The Canadian Government is negotiating on a series of draft legislative proposals for the orderly phase-out of the federal Labor-Sponsored Venture Capital Corporations (LSVCC) tax credit. LSVCCs are a type of mutual fund corporation, sponsored by labor unions or other labor organizations that make risk capital investments in small and medium-sized businesses. Individuals who acquire LSVCC shares of up to CAD5,000 (USD4,273) a year can take a 15% federal tax credit. This type of tax incentive is aimed at increasing the participation of individuals in providing venture capital that can benefit start-up companies or enterprises.

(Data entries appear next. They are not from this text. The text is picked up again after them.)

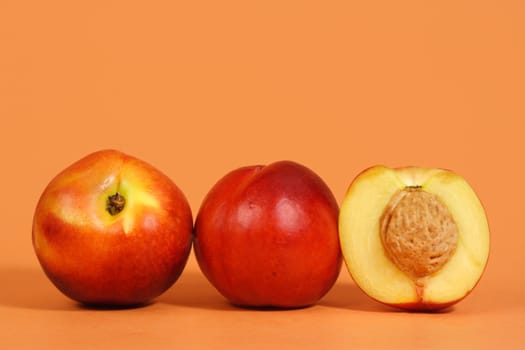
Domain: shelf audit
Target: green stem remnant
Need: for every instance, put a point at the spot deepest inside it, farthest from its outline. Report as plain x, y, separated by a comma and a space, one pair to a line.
115, 204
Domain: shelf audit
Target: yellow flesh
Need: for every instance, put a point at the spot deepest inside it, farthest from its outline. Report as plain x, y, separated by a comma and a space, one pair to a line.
363, 251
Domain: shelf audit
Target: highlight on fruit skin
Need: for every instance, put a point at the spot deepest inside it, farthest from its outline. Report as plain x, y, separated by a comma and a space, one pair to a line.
413, 238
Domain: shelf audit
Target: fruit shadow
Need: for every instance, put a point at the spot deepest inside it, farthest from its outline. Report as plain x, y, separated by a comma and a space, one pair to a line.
28, 288
193, 290
347, 295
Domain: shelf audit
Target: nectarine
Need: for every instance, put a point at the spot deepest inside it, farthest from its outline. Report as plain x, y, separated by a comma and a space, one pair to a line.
413, 238
266, 236
112, 230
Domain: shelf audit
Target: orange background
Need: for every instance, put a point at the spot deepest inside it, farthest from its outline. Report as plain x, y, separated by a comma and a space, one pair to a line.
199, 88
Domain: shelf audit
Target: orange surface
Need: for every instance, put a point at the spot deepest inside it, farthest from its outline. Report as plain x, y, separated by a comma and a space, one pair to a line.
199, 88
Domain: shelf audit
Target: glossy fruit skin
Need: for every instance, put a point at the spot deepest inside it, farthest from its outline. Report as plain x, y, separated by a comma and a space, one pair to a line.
267, 236
98, 259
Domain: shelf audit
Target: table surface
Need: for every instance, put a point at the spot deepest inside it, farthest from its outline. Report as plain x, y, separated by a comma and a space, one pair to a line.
192, 315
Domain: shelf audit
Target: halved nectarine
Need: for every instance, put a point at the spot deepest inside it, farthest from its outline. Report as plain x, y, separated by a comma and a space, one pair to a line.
413, 238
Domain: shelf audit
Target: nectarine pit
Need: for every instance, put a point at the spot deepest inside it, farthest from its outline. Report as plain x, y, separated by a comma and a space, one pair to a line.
115, 204
418, 232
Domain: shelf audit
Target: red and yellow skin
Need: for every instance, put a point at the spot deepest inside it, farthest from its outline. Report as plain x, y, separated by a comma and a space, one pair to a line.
97, 254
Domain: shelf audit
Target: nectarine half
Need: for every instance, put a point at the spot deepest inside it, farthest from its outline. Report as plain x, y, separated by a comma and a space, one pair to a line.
413, 238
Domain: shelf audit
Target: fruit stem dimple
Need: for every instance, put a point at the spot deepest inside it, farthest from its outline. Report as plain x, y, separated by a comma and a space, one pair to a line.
115, 204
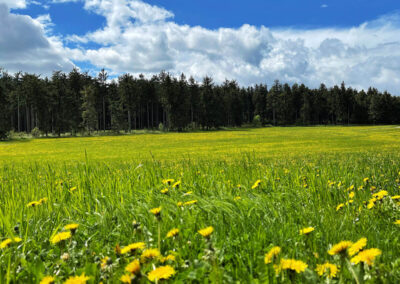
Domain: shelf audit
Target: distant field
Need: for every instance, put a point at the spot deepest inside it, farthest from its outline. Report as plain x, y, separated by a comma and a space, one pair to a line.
257, 188
264, 142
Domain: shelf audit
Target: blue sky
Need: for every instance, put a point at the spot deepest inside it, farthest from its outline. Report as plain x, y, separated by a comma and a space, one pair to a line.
308, 41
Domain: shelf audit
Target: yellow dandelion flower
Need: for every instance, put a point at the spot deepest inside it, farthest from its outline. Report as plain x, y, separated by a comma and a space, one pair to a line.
60, 237
173, 233
367, 256
8, 242
340, 206
126, 278
191, 202
47, 280
206, 232
133, 267
357, 246
380, 195
162, 272
293, 264
177, 184
77, 279
256, 184
306, 231
71, 227
149, 254
340, 247
169, 257
273, 252
133, 247
156, 211
168, 181
33, 204
327, 268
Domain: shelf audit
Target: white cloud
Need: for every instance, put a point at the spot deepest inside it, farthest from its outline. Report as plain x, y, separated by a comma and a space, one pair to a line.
141, 38
24, 45
14, 4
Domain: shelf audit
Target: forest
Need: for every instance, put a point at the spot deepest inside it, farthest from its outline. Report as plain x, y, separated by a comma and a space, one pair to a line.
75, 102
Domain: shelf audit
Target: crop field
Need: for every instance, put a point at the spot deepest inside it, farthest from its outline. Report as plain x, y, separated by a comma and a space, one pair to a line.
266, 205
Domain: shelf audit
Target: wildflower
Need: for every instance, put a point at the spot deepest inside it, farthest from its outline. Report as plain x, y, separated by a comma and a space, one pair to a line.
330, 269
350, 188
256, 184
306, 231
292, 264
43, 200
77, 279
47, 280
177, 184
273, 252
206, 232
126, 278
133, 247
173, 233
366, 256
33, 204
149, 254
168, 181
340, 206
380, 195
162, 272
104, 262
357, 246
65, 256
8, 242
191, 202
169, 257
156, 211
340, 247
133, 267
60, 237
71, 227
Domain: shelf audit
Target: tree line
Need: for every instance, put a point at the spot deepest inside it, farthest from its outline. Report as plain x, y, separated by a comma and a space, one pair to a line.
77, 102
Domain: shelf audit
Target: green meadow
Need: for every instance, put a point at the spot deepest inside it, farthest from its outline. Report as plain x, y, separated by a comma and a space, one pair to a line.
256, 188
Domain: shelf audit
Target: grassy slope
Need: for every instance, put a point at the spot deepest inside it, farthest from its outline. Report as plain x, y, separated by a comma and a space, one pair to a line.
120, 182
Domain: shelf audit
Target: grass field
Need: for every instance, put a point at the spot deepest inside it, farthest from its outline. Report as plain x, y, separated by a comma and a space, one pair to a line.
257, 188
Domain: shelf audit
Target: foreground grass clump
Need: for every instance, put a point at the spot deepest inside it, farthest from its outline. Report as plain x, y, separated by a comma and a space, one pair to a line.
266, 214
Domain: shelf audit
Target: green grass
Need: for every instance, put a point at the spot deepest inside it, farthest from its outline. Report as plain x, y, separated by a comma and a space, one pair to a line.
119, 179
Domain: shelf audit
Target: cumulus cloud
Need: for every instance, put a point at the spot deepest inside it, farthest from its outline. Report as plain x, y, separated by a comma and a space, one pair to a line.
24, 45
143, 38
140, 38
14, 4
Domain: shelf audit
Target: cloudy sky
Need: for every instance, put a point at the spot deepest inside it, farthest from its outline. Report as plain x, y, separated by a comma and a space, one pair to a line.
254, 41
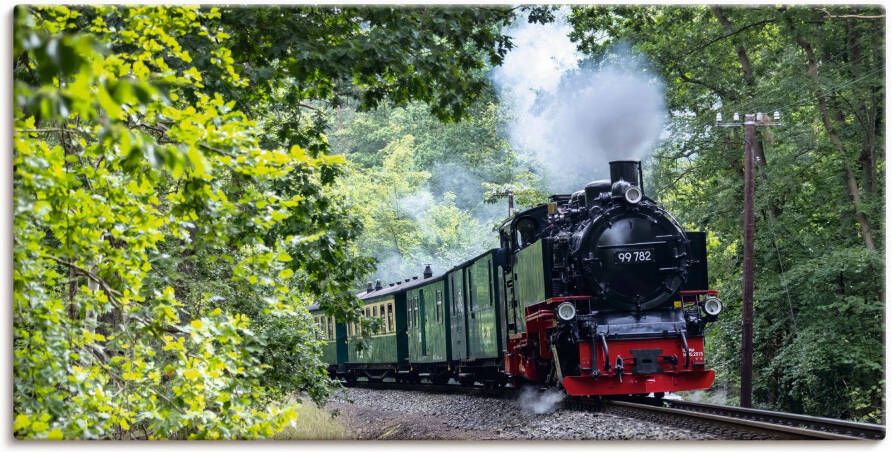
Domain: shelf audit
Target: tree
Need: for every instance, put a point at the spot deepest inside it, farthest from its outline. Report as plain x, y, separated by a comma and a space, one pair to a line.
167, 242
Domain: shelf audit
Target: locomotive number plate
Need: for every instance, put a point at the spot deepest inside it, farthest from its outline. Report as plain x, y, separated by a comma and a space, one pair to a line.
636, 256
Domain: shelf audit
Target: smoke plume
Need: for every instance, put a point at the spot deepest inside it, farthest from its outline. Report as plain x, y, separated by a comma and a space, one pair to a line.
574, 117
540, 402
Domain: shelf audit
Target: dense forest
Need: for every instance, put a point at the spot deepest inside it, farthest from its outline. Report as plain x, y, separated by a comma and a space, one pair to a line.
187, 181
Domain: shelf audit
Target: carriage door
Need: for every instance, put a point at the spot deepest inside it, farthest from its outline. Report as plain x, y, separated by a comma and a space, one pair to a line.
459, 345
422, 323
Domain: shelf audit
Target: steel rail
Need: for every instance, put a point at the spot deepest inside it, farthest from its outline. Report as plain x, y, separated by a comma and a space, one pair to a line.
848, 429
783, 425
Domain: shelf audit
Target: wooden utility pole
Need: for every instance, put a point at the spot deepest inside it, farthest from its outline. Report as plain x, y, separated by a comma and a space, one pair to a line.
750, 122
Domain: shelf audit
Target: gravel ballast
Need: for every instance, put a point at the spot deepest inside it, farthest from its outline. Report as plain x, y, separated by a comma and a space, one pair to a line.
398, 414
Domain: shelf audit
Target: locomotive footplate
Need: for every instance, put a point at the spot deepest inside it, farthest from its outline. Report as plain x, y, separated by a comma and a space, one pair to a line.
646, 361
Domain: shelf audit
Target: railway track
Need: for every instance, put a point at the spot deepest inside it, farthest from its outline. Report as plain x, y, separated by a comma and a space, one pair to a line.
721, 421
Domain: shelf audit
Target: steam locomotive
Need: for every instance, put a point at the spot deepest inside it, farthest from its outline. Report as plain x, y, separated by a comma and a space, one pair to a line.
600, 292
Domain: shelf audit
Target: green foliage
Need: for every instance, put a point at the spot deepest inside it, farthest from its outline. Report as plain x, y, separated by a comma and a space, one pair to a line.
819, 186
167, 242
421, 186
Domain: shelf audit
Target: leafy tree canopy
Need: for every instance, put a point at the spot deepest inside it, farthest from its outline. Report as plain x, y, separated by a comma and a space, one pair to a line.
173, 206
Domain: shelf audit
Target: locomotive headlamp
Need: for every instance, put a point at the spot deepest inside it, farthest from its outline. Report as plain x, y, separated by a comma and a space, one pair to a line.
633, 195
566, 311
712, 306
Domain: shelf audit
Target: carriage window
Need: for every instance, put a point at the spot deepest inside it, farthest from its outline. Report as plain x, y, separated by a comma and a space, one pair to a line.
390, 317
472, 299
526, 231
491, 292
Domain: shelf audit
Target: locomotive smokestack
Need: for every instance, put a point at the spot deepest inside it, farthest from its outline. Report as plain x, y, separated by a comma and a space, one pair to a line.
627, 170
510, 204
627, 180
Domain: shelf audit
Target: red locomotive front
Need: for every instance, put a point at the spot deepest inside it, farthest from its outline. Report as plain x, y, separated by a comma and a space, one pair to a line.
626, 296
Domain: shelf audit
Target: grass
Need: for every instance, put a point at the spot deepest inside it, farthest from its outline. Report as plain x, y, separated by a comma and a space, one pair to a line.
314, 423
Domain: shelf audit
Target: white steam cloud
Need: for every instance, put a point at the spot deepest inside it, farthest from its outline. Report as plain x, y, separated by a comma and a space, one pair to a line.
573, 119
540, 402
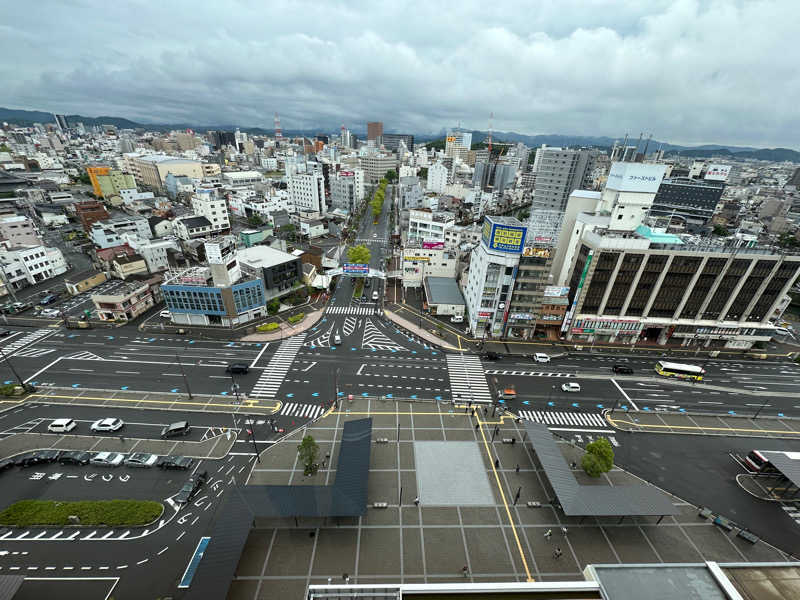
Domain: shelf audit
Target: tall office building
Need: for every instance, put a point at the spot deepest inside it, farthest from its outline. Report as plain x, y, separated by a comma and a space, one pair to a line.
559, 171
374, 131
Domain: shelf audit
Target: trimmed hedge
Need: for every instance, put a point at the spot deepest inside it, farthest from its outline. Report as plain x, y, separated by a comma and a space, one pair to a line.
110, 513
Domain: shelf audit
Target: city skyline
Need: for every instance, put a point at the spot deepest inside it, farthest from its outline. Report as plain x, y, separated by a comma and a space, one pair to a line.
692, 73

Tax credit will be phased out by 2017 and it was declared by the Canadian Finance Minister in his 2013 Budget. Federally registered LSVCCs are prescribed for the purposes of the Income Tax Act that allows individuals investing in regionally registered LSVCCs to claim the federal tax credit. Public consultations on the tax rules governing LSVCCs were launched in May, with the Finance Department seeking public input on potential technical changes to the rules related to investment requirements, wind-ups, and redemptions.
The transitional rules unveiled this week build on the feedback received during the consultations. Investment rules and penalties will be deleted in the case of federally registered LSVCCs that give notice of their intent to exit the program.